Every once in a while (a few times a day), the forums will appear to "hang" for 30 seconds or so. Sometimes, after it does so, it'll come back with a message saying the server is too busy. The responsiveness of the forums is usually excellent right before that happens, and a minute or so later it will appear to have recovered fully.
Here's where it gets technical and speculative.
The forum software is vBulletin. It uses MySQL as a backend.
MySQL has a number of table types it can use, the most prominent being MyISAM and InnoDB.
MyISAM is the default table type. It's also the one that's been around the longest. But most importantly, from a database perspective, it's also the one that has the most limitations.

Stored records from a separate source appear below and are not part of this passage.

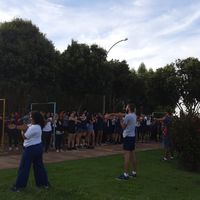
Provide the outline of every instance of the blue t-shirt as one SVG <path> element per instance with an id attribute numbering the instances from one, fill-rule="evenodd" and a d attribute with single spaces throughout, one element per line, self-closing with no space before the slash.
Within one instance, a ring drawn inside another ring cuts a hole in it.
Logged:
<path id="1" fill-rule="evenodd" d="M 129 113 L 124 118 L 124 124 L 126 128 L 123 131 L 123 137 L 135 137 L 135 126 L 136 126 L 136 114 Z"/>

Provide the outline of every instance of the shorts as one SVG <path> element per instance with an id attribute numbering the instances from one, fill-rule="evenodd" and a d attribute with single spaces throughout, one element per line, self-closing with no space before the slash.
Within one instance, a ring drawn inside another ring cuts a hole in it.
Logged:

MyISAM isn't very friendly in an environment involving a lot of concurrent reads and writes. It's friendly enough when all that's happening are reads with an occasional write thrown into the mix. But it tends to fall over when writes are thrown in. And it has no clue about transactions (which means that if an error occurs when writing to one of the tables, the client software, vBulletin in this case, has to go back to the tables it has already written to and undo whatever it did).

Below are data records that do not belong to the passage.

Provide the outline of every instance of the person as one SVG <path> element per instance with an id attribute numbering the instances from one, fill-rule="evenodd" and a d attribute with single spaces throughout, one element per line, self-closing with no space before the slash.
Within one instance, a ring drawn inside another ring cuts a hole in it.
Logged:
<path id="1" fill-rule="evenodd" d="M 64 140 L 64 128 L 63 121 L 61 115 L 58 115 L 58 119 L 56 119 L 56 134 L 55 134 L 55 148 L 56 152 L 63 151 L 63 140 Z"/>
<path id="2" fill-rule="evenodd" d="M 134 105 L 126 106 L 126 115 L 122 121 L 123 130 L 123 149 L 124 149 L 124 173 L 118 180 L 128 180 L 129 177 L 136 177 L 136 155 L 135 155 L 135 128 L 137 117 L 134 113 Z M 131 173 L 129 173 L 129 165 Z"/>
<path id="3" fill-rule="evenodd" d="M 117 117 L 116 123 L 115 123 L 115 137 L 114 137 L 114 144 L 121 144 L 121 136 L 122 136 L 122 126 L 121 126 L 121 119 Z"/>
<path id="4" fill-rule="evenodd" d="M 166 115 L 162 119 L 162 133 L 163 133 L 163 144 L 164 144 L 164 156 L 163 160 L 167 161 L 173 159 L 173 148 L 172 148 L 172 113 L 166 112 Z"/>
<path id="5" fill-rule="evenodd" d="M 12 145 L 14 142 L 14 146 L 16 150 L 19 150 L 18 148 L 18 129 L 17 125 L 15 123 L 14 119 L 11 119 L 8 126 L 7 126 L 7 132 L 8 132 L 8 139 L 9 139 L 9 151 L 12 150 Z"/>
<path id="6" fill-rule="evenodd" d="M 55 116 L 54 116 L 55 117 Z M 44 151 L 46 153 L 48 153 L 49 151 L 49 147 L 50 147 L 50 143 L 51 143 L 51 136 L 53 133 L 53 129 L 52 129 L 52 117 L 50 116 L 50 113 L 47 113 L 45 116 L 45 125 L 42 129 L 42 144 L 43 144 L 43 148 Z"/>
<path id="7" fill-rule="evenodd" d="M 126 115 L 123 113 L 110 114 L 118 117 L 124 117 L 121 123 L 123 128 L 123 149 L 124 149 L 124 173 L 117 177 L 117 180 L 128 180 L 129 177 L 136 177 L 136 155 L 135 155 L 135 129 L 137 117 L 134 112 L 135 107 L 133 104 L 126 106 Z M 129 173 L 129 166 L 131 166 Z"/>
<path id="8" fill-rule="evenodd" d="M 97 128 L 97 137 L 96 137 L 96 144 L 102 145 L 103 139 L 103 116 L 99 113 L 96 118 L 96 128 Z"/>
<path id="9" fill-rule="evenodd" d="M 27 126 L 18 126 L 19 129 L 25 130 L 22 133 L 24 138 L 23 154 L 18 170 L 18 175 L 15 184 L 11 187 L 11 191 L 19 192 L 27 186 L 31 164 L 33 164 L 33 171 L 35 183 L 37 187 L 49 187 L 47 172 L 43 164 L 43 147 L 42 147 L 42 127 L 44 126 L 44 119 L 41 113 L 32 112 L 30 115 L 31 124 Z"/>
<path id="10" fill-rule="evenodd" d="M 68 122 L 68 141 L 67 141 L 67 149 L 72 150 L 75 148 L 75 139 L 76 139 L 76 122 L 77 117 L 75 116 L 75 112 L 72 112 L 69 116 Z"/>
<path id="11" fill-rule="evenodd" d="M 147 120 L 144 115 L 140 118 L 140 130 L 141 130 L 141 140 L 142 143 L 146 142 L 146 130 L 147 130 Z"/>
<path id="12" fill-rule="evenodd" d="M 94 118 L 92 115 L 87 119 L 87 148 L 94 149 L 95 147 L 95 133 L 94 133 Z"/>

When a write occurs on a MyISAM table (say, for instance, when you post a message), MySQL will acquire a "full table lock" on the table it's currently writing to. The reason it does so is to prevent other readers and writers from reading inconsistent data from the table or, worse, writing conflicting data into the table such that the table would get corrupt. The lock prevents that kind of corruption. But it exacts a very heavy price on performance.
The lock is held for the duration of the write. If there's a lot of data to write to the table, the table will be inaccessible to everyone who is trying to read from it or write to it until the lock is released.
When the forum "locks up" this way and eventually comes back saying the server is "too busy", I believe it's because of the one or more full table locks that have been taken by the database.
InnoDB doesn't have any of these limitations. When a write occurs, the change is recorded in a transaction log and a new version of each of the rows involved is created. Old versions are eventually scrubbed, but won't be as long as there's a running transaction that the database knows has seen them. The end result is that when a write occurs, readers aren't blocked, only other writers, and then only for the rows that they are updating, not the entire table.
And so, after all this, the question of the day is: is the InnoDB table type being used for this forum? If it's not, can it be (it may require migration)? MySQL-based sites such as slashdot.org are using it to very good effect. I would be willing to donate some of my time towards a migration effort if it's desired.